AQMesh hourly data for O3, NO2, PM2.5, PM10, temperature and relative humidity were compared by quarter to reference values (Q1: January-March, Q2: April-June, Q3: July-September, Q4: October-December).
*Outliers were defined from the AQMesh dataset using the IQR Method
(all data points more than 1.5 below the the lower bound quartile or
above the upper bound quartile).
PM10 readings were significantly impacted by the “fog affect” that typically occurs at dawn between the hours of 3-6am EST during summer months. AQMesh flags coarse particulate readings with the code “deliquescence” if measured RH values are above a threshold, however those flags were not largely applied in our dataset. During these fog events, PM10 values were reported at anomalously high values due to interference with the optical particle counter. These outliers were removed from the dataset using the IQR method, in which all data points 1.5 beyond the lower and upper bound quartiles were excluded. Due to the limitations of the OPCs, data from these fog windows- especially in summer months- would have to be excluded from a dataset. Several studies suggest a heatded inlet would decrease this humidity sensitivity, however that was not evaluated due to our solar configuration.

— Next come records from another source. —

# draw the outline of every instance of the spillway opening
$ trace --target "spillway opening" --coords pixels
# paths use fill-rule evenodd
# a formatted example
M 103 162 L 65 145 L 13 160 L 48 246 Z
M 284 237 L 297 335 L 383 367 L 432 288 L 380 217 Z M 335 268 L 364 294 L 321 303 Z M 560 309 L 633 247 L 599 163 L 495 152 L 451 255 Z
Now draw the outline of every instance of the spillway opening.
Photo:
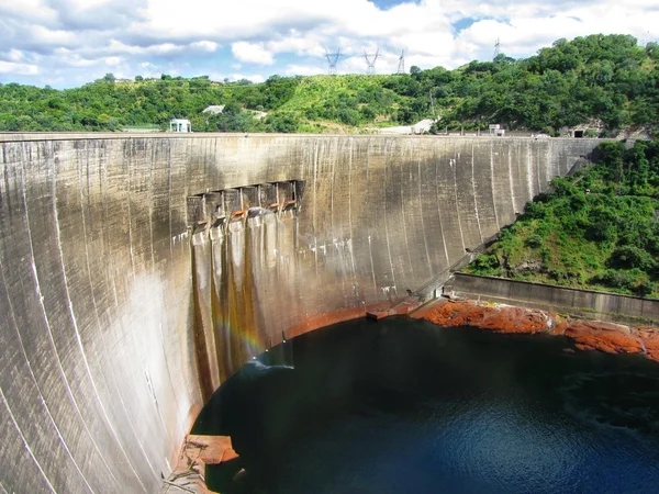
M 298 213 L 304 182 L 291 180 L 209 191 L 188 198 L 194 346 L 204 402 L 243 363 L 281 338 L 286 287 L 297 276 Z M 267 323 L 267 324 L 266 324 Z

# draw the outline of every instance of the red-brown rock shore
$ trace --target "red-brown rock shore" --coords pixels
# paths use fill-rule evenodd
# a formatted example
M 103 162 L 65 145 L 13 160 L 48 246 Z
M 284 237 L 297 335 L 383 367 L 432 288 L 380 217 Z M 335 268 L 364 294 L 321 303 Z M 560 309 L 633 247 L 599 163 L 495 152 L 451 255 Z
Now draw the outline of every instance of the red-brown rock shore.
M 477 303 L 471 300 L 439 300 L 412 314 L 440 326 L 476 326 L 499 333 L 546 333 L 565 335 L 580 350 L 608 353 L 641 353 L 659 361 L 659 329 L 624 326 L 601 321 L 562 317 L 546 311 Z

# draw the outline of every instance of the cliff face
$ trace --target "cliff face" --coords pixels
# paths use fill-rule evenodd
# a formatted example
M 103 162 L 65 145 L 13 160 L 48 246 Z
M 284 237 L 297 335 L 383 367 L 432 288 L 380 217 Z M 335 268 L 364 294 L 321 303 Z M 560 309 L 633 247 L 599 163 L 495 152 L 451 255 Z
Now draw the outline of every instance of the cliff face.
M 414 314 L 440 326 L 473 326 L 499 333 L 563 335 L 580 350 L 640 353 L 659 361 L 659 329 L 601 321 L 566 321 L 558 314 L 510 305 L 440 300 Z
M 596 144 L 0 135 L 2 486 L 155 492 L 246 359 L 398 302 Z

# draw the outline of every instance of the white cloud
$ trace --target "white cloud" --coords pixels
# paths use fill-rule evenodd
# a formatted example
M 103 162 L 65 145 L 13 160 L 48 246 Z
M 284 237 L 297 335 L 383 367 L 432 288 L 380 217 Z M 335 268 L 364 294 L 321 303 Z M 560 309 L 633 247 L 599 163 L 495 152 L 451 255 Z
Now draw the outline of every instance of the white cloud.
M 108 57 L 108 58 L 105 58 L 105 65 L 108 65 L 110 67 L 116 67 L 122 61 L 123 61 L 123 58 L 121 58 L 121 57 Z
M 200 42 L 190 43 L 190 46 L 192 48 L 201 49 L 203 52 L 209 52 L 209 53 L 213 53 L 220 47 L 220 45 L 217 43 L 205 41 L 205 40 L 200 41 Z
M 16 64 L 15 61 L 0 60 L 0 74 L 20 74 L 21 76 L 36 76 L 38 67 L 32 64 Z
M 325 72 L 325 49 L 339 48 L 339 72 L 364 74 L 364 49 L 379 48 L 376 71 L 386 74 L 402 49 L 409 70 L 491 58 L 496 38 L 514 57 L 600 32 L 659 40 L 657 0 L 401 0 L 388 10 L 377 1 L 0 0 L 2 81 L 72 85 L 102 67 L 193 76 L 260 65 L 248 77 L 256 80 Z
M 263 43 L 237 42 L 232 43 L 231 52 L 234 57 L 246 64 L 272 65 L 275 59 Z

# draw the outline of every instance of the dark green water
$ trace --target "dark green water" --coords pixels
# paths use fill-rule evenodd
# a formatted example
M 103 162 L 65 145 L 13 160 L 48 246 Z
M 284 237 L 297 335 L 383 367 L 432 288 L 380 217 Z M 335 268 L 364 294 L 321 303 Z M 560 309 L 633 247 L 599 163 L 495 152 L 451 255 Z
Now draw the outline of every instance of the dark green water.
M 659 364 L 570 348 L 562 337 L 404 317 L 295 338 L 245 366 L 202 411 L 193 433 L 231 435 L 241 454 L 209 486 L 659 492 Z

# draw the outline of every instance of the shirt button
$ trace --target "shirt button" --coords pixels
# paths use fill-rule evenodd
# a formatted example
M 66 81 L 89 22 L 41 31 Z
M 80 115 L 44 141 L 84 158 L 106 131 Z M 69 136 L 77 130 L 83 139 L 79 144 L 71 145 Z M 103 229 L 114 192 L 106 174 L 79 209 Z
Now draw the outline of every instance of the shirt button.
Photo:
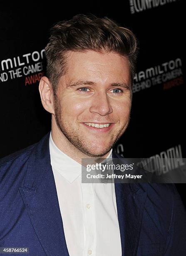
M 87 204 L 87 209 L 90 209 L 91 206 L 91 205 L 90 204 Z

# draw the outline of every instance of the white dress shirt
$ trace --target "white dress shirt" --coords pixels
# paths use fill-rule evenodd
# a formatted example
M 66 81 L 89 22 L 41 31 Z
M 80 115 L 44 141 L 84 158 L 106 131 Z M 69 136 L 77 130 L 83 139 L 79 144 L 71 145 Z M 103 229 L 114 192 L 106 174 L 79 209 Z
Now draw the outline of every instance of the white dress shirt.
M 49 146 L 69 256 L 121 256 L 114 183 L 82 183 L 81 164 L 57 147 L 51 133 Z

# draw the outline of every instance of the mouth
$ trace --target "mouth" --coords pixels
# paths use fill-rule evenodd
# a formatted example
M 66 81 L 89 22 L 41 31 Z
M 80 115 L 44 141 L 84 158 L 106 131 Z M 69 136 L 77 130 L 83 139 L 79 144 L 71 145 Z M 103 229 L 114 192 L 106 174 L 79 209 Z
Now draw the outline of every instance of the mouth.
M 109 131 L 113 126 L 114 123 L 82 123 L 89 130 L 98 133 L 106 132 Z

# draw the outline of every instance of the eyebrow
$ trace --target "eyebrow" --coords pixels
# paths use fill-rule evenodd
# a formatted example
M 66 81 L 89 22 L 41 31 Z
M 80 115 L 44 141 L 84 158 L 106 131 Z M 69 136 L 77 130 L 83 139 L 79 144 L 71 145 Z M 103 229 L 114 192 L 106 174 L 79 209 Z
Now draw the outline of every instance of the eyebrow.
M 79 85 L 96 85 L 96 83 L 91 81 L 87 81 L 84 80 L 78 80 L 74 83 L 72 84 L 67 84 L 67 87 L 73 87 L 78 86 Z M 117 82 L 111 83 L 109 84 L 109 86 L 112 87 L 121 87 L 126 89 L 130 89 L 130 86 L 124 82 Z

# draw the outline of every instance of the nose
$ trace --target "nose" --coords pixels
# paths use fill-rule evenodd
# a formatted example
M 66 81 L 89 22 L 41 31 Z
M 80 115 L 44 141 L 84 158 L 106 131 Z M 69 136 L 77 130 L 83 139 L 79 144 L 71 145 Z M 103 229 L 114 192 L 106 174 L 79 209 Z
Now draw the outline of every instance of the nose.
M 107 93 L 99 92 L 92 98 L 89 110 L 91 113 L 99 114 L 101 115 L 106 115 L 113 112 L 111 102 Z

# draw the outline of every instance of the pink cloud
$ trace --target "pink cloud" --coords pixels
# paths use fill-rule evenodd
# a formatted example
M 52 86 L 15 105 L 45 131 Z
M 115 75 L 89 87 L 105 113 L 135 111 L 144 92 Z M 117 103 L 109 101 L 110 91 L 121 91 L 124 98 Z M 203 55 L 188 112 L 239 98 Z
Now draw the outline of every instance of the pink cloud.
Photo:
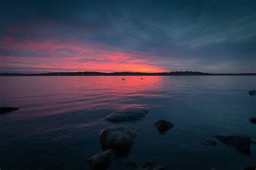
M 59 38 L 19 42 L 14 37 L 4 37 L 2 42 L 4 50 L 18 53 L 29 52 L 36 56 L 1 56 L 0 65 L 12 70 L 24 68 L 30 71 L 165 71 L 144 57 L 150 56 L 146 53 L 125 51 L 111 46 Z

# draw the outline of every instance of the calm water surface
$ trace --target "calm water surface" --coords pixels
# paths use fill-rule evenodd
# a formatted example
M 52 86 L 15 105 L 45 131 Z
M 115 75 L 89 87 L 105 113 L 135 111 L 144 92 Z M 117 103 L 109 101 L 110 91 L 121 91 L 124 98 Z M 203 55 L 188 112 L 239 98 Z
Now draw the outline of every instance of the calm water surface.
M 86 160 L 101 150 L 105 128 L 130 126 L 138 138 L 122 162 L 153 160 L 166 169 L 241 169 L 256 164 L 255 76 L 1 77 L 1 106 L 19 107 L 0 115 L 0 169 L 87 169 Z M 145 106 L 142 121 L 113 124 L 103 118 L 127 106 Z M 160 134 L 153 126 L 174 124 Z M 251 138 L 251 155 L 213 136 Z M 216 146 L 201 144 L 205 138 Z

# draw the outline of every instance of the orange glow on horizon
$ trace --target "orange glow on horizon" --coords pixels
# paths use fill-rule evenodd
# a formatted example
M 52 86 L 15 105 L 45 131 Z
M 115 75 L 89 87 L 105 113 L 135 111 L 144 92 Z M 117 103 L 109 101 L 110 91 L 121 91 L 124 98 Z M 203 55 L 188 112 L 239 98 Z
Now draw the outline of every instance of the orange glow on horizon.
M 17 68 L 11 71 L 166 71 L 157 63 L 145 59 L 146 53 L 125 51 L 101 44 L 59 39 L 37 42 L 25 40 L 22 43 L 12 37 L 4 37 L 2 40 L 4 49 L 35 56 L 1 57 L 1 67 Z

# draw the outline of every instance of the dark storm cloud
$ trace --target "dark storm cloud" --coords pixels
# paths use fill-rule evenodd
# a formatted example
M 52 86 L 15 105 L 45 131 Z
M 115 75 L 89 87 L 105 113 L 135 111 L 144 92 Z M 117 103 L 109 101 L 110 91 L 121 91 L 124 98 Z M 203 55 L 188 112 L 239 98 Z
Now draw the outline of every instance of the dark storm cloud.
M 58 37 L 106 45 L 118 52 L 142 52 L 139 59 L 166 70 L 256 70 L 252 0 L 2 1 L 0 6 L 1 36 L 20 42 Z

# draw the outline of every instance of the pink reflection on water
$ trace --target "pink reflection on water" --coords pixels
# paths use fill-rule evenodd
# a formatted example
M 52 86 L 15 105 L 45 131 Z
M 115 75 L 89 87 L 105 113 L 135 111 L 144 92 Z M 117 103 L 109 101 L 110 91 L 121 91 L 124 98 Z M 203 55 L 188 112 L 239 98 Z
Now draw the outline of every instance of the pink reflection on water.
M 3 105 L 21 107 L 22 118 L 147 106 L 143 100 L 160 96 L 157 92 L 161 91 L 163 79 L 159 76 L 1 77 L 5 83 L 1 85 L 0 101 Z

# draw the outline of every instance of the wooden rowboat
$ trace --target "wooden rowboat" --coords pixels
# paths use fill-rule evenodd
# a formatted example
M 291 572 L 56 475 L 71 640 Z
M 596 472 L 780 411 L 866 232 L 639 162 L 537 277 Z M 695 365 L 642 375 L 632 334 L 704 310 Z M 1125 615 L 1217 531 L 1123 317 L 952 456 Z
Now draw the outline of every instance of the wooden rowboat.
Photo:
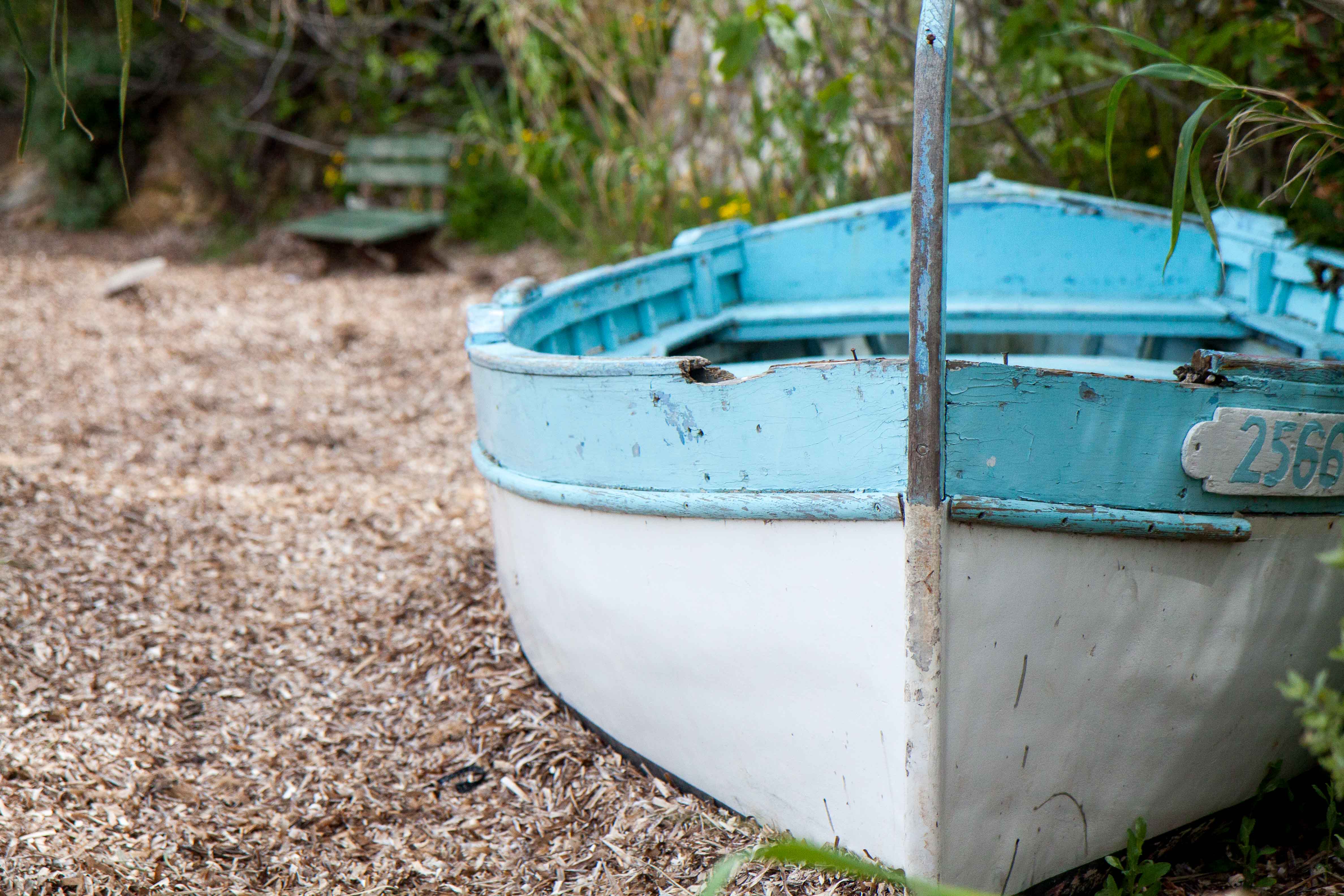
M 1017 892 L 1306 766 L 1274 682 L 1344 613 L 1344 255 L 1224 210 L 1164 277 L 1164 210 L 946 189 L 941 13 L 913 196 L 500 290 L 474 459 L 528 660 L 622 750 Z

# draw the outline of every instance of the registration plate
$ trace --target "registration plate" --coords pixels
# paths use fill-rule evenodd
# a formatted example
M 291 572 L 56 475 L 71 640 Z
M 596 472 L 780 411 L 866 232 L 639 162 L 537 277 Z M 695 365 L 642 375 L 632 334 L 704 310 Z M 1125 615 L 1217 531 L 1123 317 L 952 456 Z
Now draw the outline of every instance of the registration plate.
M 1220 407 L 1185 434 L 1180 463 L 1215 494 L 1344 494 L 1344 414 Z

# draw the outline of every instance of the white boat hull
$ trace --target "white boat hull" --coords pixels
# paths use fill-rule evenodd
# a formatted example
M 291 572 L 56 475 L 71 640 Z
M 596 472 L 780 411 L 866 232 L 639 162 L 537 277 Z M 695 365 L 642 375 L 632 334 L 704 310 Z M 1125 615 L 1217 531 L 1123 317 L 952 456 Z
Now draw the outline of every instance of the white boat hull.
M 546 684 L 763 823 L 902 866 L 899 520 L 562 506 L 491 485 L 499 579 Z M 1275 682 L 1339 639 L 1335 517 L 1249 541 L 949 524 L 941 879 L 1017 892 L 1305 767 Z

With outliers removed from the dataset, PM2.5 was the only parameter which fell within acceptable levels in comparison to EPA Air Sensor Performance Targets. PM2.5 shows significant correlation through linear regression models and acceptable offset and RMSE, with slope just outside of the target range. With outliers excluded, PM10 data show acceptable offset and RMSE, but with slope and R2 beyond target ranges. O3 data are just outside of targets for slope, R2 and RMSE, but display an acceptable offset. NO2 measurements showed weak to non-correlation with the regulatory instrument. Temperature and RH measurements in the pod were expected to vary slightly from station measurements due to the location of the sensors within the sensor housing. However, results show that temperature and RH correlate well with ambient measurements and can be expected to track near ambient levels. Data capture is 100% during the testing window, with no significant (greater than 7 minutes) power disruptions. The only data unavailable for analysis were PM2.5 and PM10 measurements flagged for deliquescence in the AQMesh DAS.